Yamashita et al. argue that, since whether or not two stimuli in different modalities with a certain disparity are integrated depends on the weight profiles in their network, a Bayesian prior is somehow encoded in these weights.

The model due to Cuppini et al. develops low-level multisensory integration (spatial principle) such that integration happens only with higher-level input.

In their model, Hebbian learning leads to sharpening of receptive fields, overlap of receptive fields, and Integration through higher-cognitive input.

Anastasio et al. have come up with a Bayesian interpretation of neural responses to multi-sensory stimuli in the SC. According to their view, enhancement, depression and inverse effectiveness phenomena are due to neurons integrating uncertain information from different sensory modalities.

Deneve describes how neurons performing Bayesian inference on variables behind Poisson inputs can learn the parameters of the Poisson processes in an online variant of the expectation maximization (EM) algorithm.

Deneve associates her EM-based learning rule in Bayesian spiking neurons with spike-time dependent plasticity (stdp)

The SOM has ancestors in von der Malsburg's "Self-Organization of Orientation Sensitive Cells in the Striate Cortex" and other early models of self-organization

The SOM is an abstraction of biologically-plausible ANN.

The SOM is an asymptotically optimal vector quantizer.

There is no cost function that the SOM algorithm follows exactly.

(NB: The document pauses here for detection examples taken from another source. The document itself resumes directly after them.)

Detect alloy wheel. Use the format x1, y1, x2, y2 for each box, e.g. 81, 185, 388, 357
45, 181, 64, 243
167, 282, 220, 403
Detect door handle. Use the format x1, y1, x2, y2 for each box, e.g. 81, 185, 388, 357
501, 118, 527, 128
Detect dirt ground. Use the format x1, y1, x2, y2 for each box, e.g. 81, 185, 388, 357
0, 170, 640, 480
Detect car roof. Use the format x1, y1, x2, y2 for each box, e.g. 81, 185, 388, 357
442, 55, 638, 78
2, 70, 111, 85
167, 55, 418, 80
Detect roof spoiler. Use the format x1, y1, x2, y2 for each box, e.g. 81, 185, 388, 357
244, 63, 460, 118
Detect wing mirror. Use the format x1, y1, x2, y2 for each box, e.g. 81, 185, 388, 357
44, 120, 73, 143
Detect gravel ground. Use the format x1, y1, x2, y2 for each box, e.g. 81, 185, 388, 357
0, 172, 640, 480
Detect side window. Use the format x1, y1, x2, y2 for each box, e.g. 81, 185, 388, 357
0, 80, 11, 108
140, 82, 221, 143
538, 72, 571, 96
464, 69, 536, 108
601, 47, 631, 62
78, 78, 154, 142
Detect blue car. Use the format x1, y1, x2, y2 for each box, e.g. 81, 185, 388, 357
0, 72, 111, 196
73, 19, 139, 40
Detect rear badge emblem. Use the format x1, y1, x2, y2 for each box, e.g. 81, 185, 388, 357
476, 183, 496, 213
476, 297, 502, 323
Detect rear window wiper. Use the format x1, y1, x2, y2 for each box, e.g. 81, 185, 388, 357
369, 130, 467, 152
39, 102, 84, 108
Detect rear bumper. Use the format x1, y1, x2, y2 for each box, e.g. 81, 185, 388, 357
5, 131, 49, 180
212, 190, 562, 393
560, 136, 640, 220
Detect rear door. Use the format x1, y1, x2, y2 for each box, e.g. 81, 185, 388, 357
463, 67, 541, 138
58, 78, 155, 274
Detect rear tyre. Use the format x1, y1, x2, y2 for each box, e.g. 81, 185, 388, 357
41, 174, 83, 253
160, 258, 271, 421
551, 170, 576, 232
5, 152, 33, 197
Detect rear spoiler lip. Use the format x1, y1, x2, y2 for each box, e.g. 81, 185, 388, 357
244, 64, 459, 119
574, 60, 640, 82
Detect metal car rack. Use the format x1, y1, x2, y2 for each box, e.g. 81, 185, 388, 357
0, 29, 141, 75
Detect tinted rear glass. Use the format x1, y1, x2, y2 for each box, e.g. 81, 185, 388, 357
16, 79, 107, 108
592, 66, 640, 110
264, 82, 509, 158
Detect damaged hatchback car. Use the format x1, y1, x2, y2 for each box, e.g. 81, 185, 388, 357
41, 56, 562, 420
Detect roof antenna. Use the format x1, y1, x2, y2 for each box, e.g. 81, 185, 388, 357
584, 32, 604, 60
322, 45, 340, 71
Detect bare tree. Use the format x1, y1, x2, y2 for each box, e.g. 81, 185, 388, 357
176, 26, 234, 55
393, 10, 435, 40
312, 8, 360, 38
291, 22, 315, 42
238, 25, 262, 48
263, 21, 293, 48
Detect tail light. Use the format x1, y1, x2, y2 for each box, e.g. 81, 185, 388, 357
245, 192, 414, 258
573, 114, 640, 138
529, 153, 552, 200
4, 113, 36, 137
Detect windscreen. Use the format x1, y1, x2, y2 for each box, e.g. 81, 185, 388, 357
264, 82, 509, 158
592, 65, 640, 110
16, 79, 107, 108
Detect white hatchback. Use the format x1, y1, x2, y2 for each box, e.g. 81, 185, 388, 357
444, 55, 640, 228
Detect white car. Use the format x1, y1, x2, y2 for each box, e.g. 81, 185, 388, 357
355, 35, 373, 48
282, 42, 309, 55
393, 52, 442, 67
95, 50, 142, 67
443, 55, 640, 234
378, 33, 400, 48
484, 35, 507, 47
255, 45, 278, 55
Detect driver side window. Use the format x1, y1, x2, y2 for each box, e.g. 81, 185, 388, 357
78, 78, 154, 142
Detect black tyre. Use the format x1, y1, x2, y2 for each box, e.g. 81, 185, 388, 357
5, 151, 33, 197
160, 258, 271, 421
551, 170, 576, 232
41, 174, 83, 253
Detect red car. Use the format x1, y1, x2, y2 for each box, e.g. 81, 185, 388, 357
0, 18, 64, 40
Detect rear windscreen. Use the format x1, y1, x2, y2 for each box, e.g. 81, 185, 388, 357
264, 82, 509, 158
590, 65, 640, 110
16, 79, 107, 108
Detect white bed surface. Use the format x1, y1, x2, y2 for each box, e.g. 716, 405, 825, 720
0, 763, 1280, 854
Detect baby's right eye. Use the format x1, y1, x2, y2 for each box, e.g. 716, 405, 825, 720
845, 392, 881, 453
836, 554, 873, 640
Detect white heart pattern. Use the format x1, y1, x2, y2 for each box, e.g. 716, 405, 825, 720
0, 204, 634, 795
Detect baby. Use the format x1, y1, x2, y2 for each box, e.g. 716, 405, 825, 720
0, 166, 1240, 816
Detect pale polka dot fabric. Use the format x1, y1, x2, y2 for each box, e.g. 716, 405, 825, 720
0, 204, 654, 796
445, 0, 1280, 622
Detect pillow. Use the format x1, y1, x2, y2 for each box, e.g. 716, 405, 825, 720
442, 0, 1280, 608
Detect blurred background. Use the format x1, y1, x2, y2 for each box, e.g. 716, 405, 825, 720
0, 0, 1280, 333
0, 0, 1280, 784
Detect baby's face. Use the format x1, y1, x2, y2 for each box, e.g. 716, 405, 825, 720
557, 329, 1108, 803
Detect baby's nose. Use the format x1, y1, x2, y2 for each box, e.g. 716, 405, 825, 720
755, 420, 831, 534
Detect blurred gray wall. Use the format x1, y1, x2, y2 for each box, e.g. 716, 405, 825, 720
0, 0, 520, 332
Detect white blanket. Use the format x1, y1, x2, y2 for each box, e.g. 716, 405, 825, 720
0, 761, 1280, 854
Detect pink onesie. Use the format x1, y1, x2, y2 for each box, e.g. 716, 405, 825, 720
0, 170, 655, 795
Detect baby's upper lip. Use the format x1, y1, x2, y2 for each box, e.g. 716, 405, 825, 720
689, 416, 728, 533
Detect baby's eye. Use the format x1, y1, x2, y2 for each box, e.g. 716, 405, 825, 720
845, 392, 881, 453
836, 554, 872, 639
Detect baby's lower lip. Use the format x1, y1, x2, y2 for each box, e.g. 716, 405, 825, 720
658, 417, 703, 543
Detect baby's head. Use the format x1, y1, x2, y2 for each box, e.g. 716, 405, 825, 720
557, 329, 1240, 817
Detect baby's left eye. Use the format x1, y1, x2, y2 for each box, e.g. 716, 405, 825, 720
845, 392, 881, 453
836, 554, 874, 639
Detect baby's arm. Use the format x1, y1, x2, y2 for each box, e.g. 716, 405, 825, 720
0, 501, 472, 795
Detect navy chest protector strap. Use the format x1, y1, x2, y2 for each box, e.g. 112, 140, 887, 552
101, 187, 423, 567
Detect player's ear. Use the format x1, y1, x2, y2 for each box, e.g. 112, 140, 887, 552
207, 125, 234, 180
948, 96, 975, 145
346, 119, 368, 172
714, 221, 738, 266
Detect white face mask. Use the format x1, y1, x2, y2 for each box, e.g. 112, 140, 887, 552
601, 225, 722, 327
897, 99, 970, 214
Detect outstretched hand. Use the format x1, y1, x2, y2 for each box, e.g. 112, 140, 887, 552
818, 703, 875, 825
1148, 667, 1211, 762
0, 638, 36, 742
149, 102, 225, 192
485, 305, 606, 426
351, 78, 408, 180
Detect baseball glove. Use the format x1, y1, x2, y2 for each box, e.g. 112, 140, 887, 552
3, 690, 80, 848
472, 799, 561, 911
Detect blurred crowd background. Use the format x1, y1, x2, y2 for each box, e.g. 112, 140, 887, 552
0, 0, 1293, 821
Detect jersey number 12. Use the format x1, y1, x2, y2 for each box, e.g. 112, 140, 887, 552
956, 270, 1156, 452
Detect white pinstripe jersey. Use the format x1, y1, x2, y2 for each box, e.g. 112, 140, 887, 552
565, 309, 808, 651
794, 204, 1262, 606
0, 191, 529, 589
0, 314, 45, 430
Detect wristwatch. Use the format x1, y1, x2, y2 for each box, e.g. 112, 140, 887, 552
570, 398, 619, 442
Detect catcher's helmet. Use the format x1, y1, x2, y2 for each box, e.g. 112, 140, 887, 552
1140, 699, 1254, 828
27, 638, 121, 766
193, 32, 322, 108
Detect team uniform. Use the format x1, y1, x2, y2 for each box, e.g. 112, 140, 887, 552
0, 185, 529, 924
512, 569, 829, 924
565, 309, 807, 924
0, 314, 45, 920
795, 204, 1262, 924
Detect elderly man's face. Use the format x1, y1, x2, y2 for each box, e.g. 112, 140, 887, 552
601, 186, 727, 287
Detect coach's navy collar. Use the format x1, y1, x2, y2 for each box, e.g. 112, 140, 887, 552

Quality of order in SOMs is a difficult issue because there is no unique definition of `order' in for the $n$-dimensional case if $n>2$.

Nevertheless, there have been a number of attempts.

There have been many extensions of the original SOM ANN, like

  • (Growing) Neural Gas
  • adaptive subspace SOM (ASSOM)
  • Parameterized SOM (PSOM)
  • Stochastic SOM
  • recursive and recurrent SOMs

Recursive and Recurrent SOMs have been used for mapping temporal data.

Von der Malsburg introduces a simple model of self-organization which explains the organization of direction-sensitive cells in the human visual cortex.

Deneve et al.'s model (2001) does not compute a population code; it mainly recovers a clean population code from a noisy one.

Pitti et al. use a Hebbian learning algorithm to learn somato-visual register.

Hebbian learning and in particular SOM-like algorithms have been used to model cross-sensory spatial register (eg. in the SC).

Bauer and Wermter use the algorithm they proposed to model multi-sensory integration in the SC. They show that it can learn to near-optimally integrate noisy multi-sensory information and reproduces spatial register of sensory maps, the spatial principle, the principle of inverse effectiveness, and near-optimal audio-visual integration in object localization.

Pitti et al. claim that their model explains preference for face-like visual stimuli and that their model can help explain imitation in newborns. According to their model, the SC would develop face detection through somato-visual integration.